My next editor, the venerable Mr N. S. Jagannathan of the Financial Express , read books like others drink water. But he read only the good books; The bad ones he gave me to review.
The first book I reviewed was, by natural affinity, published by my boss at the publishing house where I had worked. I forget what I wrote, but he phoned to say that, like pilots, I should stay off alcohol for 12 hours before I wrote. Out of respect for his advice and a genuine affection for alcohol, I have seldom written a bad review since then. In part, this has also been on the principle, if the book is bad, why review it? If you are honest, you hurt the author and if you are dishonest you hurt the reader.
View as review?
One question no one has been able to answer is why a view is called a review.
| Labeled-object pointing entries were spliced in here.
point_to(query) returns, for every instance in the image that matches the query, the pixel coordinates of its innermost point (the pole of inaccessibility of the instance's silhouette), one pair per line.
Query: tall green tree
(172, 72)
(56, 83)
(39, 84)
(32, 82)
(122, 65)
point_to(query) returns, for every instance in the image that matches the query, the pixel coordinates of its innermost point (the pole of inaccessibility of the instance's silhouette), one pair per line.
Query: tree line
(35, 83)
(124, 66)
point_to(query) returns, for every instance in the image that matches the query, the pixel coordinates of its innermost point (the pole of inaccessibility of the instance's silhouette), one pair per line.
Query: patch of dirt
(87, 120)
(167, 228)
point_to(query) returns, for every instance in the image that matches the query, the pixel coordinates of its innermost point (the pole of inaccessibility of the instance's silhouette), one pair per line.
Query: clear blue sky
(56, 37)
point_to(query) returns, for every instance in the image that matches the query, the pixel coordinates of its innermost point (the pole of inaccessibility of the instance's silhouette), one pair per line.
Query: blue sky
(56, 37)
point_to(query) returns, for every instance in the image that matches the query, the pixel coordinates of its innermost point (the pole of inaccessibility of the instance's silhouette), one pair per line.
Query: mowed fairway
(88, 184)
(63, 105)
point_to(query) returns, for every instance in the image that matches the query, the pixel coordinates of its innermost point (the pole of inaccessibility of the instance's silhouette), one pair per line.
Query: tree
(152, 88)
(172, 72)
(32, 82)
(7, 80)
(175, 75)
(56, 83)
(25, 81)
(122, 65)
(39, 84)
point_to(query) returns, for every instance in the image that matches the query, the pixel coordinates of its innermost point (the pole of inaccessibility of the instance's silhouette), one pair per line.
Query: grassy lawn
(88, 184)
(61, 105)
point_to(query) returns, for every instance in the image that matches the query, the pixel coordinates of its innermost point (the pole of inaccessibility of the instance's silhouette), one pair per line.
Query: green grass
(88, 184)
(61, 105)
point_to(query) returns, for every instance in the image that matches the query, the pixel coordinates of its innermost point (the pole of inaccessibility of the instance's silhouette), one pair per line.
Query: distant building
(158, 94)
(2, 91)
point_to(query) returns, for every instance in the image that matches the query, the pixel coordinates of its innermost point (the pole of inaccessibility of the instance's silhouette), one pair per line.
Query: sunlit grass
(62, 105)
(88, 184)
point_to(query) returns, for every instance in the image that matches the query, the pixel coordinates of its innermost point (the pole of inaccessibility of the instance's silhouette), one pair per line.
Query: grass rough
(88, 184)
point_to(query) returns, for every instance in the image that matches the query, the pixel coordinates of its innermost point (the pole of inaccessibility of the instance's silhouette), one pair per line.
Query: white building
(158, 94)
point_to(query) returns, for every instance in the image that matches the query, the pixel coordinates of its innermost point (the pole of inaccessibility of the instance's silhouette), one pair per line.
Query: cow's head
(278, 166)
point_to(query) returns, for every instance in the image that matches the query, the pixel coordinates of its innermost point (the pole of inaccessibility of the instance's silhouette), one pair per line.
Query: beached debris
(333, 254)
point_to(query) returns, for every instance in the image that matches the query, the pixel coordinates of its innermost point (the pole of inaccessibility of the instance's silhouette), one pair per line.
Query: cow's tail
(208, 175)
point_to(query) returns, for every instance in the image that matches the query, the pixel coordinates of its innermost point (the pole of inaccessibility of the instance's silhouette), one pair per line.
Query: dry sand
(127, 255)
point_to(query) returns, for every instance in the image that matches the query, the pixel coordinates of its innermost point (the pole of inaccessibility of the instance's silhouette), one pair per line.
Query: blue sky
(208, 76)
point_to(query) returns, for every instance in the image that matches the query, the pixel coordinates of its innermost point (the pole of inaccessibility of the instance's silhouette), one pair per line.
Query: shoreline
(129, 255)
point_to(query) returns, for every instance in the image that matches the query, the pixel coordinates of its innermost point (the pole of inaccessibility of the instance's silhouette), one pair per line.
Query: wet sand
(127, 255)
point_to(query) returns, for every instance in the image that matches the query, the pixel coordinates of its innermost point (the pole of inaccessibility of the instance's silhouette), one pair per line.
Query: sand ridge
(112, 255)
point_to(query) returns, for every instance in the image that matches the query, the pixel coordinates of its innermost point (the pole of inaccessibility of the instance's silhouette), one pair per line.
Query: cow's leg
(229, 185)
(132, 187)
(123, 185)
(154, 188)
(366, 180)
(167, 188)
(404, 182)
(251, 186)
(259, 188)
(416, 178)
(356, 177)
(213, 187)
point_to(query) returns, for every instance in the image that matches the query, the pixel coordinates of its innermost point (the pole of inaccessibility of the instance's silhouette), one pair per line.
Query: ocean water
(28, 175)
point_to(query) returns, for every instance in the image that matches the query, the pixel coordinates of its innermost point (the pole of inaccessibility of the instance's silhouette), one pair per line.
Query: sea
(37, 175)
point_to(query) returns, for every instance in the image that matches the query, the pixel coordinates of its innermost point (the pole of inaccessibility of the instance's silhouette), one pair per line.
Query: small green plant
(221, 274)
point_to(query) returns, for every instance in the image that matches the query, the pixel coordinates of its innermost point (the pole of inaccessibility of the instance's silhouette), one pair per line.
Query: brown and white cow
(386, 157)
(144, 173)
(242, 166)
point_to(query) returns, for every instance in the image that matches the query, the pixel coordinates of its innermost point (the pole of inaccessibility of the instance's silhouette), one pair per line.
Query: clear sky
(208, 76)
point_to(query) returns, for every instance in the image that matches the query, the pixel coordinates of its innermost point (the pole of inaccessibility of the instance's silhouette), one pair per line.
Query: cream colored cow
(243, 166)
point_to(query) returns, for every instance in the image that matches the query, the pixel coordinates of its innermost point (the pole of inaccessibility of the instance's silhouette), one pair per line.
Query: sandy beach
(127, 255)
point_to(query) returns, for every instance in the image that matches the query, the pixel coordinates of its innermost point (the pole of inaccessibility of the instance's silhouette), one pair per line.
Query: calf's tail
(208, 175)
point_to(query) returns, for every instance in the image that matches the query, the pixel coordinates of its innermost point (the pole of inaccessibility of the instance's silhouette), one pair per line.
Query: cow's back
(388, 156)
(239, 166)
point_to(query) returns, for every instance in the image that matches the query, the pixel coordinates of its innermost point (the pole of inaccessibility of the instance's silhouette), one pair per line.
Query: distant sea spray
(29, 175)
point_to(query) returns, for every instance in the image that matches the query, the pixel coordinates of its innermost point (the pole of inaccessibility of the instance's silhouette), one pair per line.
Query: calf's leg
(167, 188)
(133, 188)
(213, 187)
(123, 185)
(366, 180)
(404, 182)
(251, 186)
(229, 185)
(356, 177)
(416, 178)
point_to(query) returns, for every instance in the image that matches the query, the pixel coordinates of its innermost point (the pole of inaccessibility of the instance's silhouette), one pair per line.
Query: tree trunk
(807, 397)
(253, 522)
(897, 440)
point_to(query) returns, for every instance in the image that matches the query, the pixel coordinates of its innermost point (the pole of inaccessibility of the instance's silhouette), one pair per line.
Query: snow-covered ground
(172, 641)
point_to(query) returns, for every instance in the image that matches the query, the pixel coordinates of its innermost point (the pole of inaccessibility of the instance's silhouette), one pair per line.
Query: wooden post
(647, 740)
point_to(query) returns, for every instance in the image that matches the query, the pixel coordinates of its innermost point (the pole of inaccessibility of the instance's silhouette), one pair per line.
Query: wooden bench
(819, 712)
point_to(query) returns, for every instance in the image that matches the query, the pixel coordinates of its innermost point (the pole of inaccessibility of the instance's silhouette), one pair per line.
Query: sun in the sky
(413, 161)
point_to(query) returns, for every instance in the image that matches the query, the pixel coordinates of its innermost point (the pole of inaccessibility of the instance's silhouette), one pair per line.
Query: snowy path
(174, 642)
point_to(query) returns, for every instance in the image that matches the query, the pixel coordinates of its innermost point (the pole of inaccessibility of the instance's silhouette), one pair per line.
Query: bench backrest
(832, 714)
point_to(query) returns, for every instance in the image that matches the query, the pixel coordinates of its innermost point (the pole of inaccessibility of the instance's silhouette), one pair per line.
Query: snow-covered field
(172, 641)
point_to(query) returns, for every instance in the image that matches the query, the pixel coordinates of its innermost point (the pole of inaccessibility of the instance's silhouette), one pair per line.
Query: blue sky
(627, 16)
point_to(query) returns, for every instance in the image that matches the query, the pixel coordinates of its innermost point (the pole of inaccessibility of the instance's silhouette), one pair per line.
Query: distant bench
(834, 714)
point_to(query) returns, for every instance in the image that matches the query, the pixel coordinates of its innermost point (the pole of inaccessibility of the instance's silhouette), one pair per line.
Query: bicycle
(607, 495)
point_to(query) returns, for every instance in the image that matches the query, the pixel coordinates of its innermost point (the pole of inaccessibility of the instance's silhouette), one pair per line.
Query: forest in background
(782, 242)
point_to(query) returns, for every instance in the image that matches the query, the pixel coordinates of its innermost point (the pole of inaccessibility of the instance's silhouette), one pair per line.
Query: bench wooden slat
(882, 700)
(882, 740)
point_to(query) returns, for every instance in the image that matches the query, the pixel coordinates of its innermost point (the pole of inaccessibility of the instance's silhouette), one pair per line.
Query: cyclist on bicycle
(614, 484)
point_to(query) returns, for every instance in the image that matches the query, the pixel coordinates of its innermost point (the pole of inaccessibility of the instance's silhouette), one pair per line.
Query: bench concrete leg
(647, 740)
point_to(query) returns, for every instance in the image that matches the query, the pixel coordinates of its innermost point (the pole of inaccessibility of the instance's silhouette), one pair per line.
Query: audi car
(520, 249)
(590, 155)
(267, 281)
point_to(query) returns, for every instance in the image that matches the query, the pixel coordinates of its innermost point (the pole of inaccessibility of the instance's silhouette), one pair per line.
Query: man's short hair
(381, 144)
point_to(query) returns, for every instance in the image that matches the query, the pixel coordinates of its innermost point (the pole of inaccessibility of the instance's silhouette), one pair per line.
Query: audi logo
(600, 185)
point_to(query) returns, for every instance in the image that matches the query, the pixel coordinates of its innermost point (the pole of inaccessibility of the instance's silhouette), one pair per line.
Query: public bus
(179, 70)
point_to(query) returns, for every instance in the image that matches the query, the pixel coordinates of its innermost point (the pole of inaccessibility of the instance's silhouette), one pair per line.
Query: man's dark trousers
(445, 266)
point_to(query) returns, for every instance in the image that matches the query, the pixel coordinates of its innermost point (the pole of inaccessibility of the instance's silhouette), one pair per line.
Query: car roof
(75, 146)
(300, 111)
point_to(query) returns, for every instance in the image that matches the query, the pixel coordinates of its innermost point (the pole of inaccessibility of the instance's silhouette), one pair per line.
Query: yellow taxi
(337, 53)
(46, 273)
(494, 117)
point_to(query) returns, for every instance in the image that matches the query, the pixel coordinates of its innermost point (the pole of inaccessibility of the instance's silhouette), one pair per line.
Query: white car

Since a review is an evaluation, it is assumed that the reviewer/evaluator is an expert.
But, except in academic journals, this is not the case in 99 out of a 100 times. Reason: Real experts behave like elephants in love: Much mulling and grunting, and the review comes after 20 months. But neither newspapers nor publishers want to wait that long. So, in a cruel perversion, books (and maybe also films) are mostly reviewed by those least equipped to do so.
In that sense, there is often an inverse relationship between the reviewer's expertise and his or her writing abilities, and the lack of expertise, as I have repeatedly demonstrated, need not be an hindrance to writing a review.
And this is where the problem arises because a good writer can, if he or she puts his or her mind to it, write a superb review (praising or condemning) by merely reading the jacket flap and the introduction. The more diligent read the conclusions also.
So beware of the good review. It could well be an excellent camouflage for the writers' ignorance and or laziness.